The survey seeks to prescribe swingeing austerity medicine beyond countries facing rescue packages to the entire EU. There are major concerns with this document:
Finally, the Competitiveness Pact which is now being promoted especially by the French and German governments fails to register that Europe's main problem is not competitiveness but lack of productivity. The Pact - although only available in draft, and not yet agreed - repeats much of the analysis of the Annual Growth Survey, for instance in holding down wages (especially in the public sector); decentralisation of wage bargaining; promotion of liberalisation; reduction of pension and other social benefits and raising retirement ages; although it does also refer to creating a common corporate tax base and unspecified measures to promote research and development.
Most of these proposals are going virtually unremarked across Europe (with the exception of the penal terms for Greece and Ireland) and in several countries this is no doubt because they go with the grain of existing Government policies.

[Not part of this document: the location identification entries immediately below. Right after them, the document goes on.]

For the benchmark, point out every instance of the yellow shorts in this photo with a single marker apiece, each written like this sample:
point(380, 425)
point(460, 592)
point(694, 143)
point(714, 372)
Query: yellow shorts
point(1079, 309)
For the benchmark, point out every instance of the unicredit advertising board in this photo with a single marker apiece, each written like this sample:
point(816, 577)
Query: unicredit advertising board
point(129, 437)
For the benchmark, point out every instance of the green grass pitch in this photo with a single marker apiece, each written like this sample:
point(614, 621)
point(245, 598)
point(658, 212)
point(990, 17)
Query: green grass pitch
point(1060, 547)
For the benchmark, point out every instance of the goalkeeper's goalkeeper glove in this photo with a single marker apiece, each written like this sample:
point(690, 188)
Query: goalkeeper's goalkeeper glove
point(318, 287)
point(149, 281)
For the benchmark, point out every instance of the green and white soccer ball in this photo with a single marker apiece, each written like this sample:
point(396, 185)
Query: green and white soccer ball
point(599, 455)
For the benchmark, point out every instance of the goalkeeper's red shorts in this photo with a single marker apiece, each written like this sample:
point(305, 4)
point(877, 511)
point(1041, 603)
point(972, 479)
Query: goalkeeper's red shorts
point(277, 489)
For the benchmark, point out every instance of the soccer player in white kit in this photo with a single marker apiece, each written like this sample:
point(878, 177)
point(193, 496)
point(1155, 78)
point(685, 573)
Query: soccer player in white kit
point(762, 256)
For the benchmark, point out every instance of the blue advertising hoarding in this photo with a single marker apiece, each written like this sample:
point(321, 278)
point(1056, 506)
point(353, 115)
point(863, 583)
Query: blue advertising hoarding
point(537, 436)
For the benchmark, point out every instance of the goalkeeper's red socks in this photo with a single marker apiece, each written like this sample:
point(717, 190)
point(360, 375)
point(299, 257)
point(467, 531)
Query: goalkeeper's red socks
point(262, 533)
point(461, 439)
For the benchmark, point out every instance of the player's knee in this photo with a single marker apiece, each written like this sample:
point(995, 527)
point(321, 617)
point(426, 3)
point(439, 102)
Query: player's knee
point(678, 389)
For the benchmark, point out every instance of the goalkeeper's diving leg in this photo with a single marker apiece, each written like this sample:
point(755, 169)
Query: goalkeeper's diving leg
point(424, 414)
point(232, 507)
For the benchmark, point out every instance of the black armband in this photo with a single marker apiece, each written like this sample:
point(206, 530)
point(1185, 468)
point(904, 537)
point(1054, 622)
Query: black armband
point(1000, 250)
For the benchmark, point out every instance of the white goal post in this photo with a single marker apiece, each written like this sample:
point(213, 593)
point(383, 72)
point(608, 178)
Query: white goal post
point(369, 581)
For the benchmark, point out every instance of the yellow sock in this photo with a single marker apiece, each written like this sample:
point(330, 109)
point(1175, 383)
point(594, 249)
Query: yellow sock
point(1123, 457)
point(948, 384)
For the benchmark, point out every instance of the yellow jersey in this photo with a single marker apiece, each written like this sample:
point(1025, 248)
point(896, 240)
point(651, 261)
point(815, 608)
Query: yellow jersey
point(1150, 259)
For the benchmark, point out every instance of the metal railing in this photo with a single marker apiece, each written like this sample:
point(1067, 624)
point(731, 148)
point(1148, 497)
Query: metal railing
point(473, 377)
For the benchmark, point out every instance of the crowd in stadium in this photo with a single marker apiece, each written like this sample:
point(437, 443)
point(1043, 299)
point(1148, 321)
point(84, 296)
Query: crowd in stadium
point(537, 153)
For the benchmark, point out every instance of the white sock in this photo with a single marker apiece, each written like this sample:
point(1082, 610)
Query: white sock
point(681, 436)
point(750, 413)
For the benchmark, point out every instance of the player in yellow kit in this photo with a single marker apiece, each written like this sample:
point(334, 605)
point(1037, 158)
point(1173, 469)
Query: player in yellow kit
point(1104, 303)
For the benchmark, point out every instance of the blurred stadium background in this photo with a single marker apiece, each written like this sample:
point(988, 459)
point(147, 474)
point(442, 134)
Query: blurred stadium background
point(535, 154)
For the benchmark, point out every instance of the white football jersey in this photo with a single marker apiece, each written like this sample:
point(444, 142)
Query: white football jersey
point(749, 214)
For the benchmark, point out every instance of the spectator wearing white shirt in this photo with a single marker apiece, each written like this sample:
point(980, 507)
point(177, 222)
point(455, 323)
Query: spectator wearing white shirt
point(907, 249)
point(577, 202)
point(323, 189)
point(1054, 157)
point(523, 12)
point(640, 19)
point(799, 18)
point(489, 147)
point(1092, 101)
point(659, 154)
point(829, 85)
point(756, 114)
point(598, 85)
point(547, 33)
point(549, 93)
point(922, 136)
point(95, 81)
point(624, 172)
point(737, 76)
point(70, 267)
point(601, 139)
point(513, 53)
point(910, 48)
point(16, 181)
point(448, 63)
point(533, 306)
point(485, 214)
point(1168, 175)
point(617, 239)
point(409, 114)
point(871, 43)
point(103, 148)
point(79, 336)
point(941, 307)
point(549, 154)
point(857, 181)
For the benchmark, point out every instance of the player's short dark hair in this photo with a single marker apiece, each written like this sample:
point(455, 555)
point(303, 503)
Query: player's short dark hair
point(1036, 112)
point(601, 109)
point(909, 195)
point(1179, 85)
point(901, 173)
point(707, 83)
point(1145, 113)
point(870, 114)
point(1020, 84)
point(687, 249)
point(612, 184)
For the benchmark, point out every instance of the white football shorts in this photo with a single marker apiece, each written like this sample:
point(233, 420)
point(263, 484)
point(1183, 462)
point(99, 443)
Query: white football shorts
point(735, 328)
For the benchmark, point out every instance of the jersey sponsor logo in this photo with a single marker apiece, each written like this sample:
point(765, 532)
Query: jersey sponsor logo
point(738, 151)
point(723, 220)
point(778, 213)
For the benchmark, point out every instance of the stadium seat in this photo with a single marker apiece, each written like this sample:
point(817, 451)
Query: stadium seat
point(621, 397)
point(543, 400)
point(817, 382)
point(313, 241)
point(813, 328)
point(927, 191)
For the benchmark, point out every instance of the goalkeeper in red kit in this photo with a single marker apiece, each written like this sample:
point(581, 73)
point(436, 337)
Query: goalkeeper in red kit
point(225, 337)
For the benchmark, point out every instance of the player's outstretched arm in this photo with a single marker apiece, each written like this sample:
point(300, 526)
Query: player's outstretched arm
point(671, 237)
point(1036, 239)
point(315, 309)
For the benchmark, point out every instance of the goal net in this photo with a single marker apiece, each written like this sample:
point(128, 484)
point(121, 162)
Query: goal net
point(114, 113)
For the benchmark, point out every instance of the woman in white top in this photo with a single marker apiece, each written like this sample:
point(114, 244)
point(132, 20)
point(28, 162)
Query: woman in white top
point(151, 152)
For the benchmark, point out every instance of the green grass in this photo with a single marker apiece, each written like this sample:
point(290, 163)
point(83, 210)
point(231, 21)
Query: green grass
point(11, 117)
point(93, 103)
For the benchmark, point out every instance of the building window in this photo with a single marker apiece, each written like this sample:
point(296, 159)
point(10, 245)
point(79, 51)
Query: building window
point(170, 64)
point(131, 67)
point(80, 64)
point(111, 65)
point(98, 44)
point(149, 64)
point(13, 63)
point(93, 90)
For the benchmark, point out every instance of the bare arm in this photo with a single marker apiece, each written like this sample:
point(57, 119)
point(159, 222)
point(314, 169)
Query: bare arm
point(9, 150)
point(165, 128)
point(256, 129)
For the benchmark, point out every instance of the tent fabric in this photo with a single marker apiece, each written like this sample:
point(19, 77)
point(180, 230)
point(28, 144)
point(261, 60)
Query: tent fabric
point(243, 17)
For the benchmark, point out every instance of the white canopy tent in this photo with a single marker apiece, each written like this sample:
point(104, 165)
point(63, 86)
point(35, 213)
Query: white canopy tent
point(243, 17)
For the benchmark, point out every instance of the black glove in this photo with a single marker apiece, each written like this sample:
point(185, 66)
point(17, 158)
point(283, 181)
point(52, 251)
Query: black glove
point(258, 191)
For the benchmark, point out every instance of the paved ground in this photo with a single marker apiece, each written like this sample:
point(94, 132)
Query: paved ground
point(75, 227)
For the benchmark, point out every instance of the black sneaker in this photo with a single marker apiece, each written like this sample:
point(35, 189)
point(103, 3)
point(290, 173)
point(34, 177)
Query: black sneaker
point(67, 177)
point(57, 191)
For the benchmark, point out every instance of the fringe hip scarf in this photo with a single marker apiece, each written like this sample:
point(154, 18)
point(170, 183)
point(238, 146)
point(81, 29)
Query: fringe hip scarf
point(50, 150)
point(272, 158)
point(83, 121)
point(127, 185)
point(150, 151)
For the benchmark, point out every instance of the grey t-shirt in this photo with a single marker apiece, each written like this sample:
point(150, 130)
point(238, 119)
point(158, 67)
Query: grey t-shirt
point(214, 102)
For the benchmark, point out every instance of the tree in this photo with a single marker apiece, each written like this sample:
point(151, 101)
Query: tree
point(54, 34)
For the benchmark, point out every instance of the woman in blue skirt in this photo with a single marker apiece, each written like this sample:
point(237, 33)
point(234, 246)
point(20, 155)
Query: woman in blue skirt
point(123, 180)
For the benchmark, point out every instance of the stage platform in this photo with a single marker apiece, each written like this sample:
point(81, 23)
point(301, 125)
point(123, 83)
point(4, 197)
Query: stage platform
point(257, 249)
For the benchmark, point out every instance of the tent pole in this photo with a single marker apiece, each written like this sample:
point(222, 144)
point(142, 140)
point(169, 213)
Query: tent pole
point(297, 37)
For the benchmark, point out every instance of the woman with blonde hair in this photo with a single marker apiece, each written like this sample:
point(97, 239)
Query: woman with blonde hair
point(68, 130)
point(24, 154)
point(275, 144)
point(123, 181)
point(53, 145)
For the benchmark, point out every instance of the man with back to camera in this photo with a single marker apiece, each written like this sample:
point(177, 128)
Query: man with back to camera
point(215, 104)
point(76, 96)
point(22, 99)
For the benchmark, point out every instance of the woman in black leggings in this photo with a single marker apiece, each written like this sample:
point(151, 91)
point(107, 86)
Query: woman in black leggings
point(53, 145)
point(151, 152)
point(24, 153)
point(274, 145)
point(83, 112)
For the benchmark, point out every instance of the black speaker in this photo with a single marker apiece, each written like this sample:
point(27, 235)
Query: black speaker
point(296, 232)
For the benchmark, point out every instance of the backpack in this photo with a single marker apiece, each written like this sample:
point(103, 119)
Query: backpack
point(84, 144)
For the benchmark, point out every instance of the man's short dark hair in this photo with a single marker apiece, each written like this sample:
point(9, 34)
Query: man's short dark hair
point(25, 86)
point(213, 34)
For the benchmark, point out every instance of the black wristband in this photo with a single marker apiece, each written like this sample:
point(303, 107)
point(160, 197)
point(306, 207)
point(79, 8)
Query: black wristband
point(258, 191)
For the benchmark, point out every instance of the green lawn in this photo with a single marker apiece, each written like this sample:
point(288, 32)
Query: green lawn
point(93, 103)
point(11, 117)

There is some concern, for example, that the UK government is claiming not to be involved in much of this because we are not in the Eurozone, while using it to justify their deep cuts in public expenditure on the basis that, contradictorily, the EU is demanding them.
A key element of the ETUC response, therefore, is to make people more aware about what is being discussed and implemented. Although many decisions have already been made, there is always the possibility of reversing them should popular opposition be sufficiently aroused. The ETUC is therefore continuing its anti-austerity campaign with renewed vigour, and there are demonstrations planned for Brussels on Thursday 24 March ahead of the next European Council, and in Budapest on Saturday 9 April, because Hungary holds the EU Presidency for the first half of 2011. The TUC demonstration on Saturday 26 March is fully in line with those protests, and will be used by the ETUC as a further example of popular opposition to austerity measures.